I am sure thanks to computers and the internet, it is way worse now! Betty lou and Randy’s book is 100% authentic on the history. If you attempt this area even during these modern times,do it at your own risk. Plan to get lost and prepare for an overnight stay. Don’t always expect a Ranger will find you in the middle of the night.
The story I was told by artists and residents of the Hartford Foundation who were there from the beginning and through the mid 1950s was that the previous owners – i.e. the Stephens – were more like old school back-to-the-land types or maybe apocalyptic survivalists. They lived there until 1948 along with a number of people trying to create a self-sustained community and were never arrested. Maybe there were some crazies in there amongst them. There always are in such undertakings. What is unclear is why (as the legend goes) the police or federal authorities would supposedly arrest suspected Nazi sympathizers the day after Pearl Harbor as the atrocities of Hitler’s Germany had not been yet revealed to the public at large. That occurred later when the allied forces penetrated Germany proper though, to be fair, they had been invading other european countries since 1939. I can see the liklihood of the detaining of Americans of Japanese heritage at that time as that was a tragic but common occurrence and a reaction to the attack.

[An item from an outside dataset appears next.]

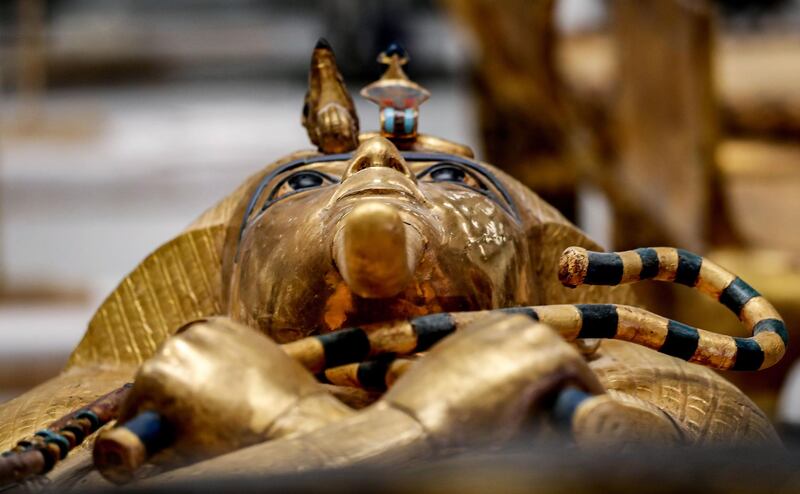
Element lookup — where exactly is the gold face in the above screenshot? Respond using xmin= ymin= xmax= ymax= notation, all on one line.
xmin=230 ymin=137 xmax=536 ymax=342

Methinks this stinks too much of xenophobic local residents trying to rid themselves of undesirable neighbors.
I went on a trail run out of Will Rogers State Park yesterday and came down this “trail.” I started up the Inspiration Point trail to the northwest of the polo field and then went up the Backbone Trail a total of 3.5 miles to the Lone Oak. On my way down I had hoped to take the Rustic Canyon Ridge Trail from the Lone Oak, but could not find anything resembling a second trail, despite it showing on maps and a faintly visible trail on Google Earth aerial images. Instead, I followed the same trail back down to a different fork and followed the Rustic Canyon trail described here in reverse. I thought it was just a different way back down to Will Rogers but, like others describe here, it is not maintained. The parts that were trail were overgrown. Down in the lower section, I saw virtually no sign of trail and resorted to walking in the creek at times. Some scrambling up and around the check dam with the waterfall was required. All in all a fun adventure. In addition to the few buildings, I saw old ovens and scrap metal.
DO NOT GO ON UNMAINTAINED TRAIL!
The unmaintained trail has poison oak. This is route has become more overgrown in recent years and is not safe unless you have ranger level hiking/knowledge/support. 4 miles of this surely will be a death sentence to novice hikers expecting something tame. I went from the park northbound on the eastern most trail with the hidden waterfall on it, I made it about a 1/5th of the way at an incredibly slow and exhausting pace as you have to jump the creek or climb drought-affected hills. Had to cross over to the main trail after climbing two hills with tall weeds and native CA bushes throughout (no trail).
Attempted this from Will Rogers. There is a well worn trail taking you 0.5 miles down into the creek from the trailhead in Will Rogers Park. It is a short but pleasant walk. You reach a trail marker that indicates you are .5 miles from Will Rogers. From there it is beyond not maintained. You’d have to really like a wet and dangerous trek to attempt it.